On Wednesday, following deadly clashes in the morning where a British journalist working for Sky News was also killed, Egypt's government declared a state of emergency that is expected to last for a month.

Interim Prime Minister Hazem el-Beblawi said in a televised address that he regretted the bloodshed, but did not apologize for the security forces moving in against the protesters, noting that they had been warned beforehand.

"We want to see a civilian state in Egypt, not a military state and not a religious state," el-Beblawi said, adding that the state could not allow such a challenge to authority.

Morsi, who finds himself at the center of the conflict, is still believed to be in custody, with his period of detention extended by 30 days on Thursday.

Government bodies from around the world have reacted with alarm and condemnation towards the escalating violence in Egypt, with French President Francois Hollande summoning the Egyptian ambassador to demand that everything be done to stop the massacre.

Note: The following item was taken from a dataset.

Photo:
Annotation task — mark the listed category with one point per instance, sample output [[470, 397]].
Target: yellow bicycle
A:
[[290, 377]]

"The head of state asserted that everything must be done to avoid civil war," the French government said. "Freeing prisoners, in respect of legal proceedings, could be a first step towards the resumption of talks."

Turkish Prime Minister Tayyip Erdogan added that it is up to the U.N. Security Council to come together and act on the growing crisis.

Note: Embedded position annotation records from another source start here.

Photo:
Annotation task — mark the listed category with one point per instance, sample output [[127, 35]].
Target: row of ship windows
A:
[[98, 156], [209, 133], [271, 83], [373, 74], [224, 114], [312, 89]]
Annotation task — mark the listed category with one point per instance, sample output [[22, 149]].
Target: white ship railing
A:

"I am calling on Western countries. You remained silent in Gaza, you remained silent in Syria ... You are still silent on Egypt. So how come you talk about democracy, freedom, global values and human rights?" Erdogan asked.

The American Bible Society meanwhile shared with The Christian Post that its partners on the ground in Egypt are seeing a "devastating loss of life" and "tremendous destruction." It added that 15 churches and three Christian schools have been attacked, with some set on fire, though Christians are by no means the only ones targeted.

"I pray that the Word of God will be their guide during these perilous times," American Bible Society president Doug Birdsall said, asking Christians to join him in prayer for peace and resolution in Egypt.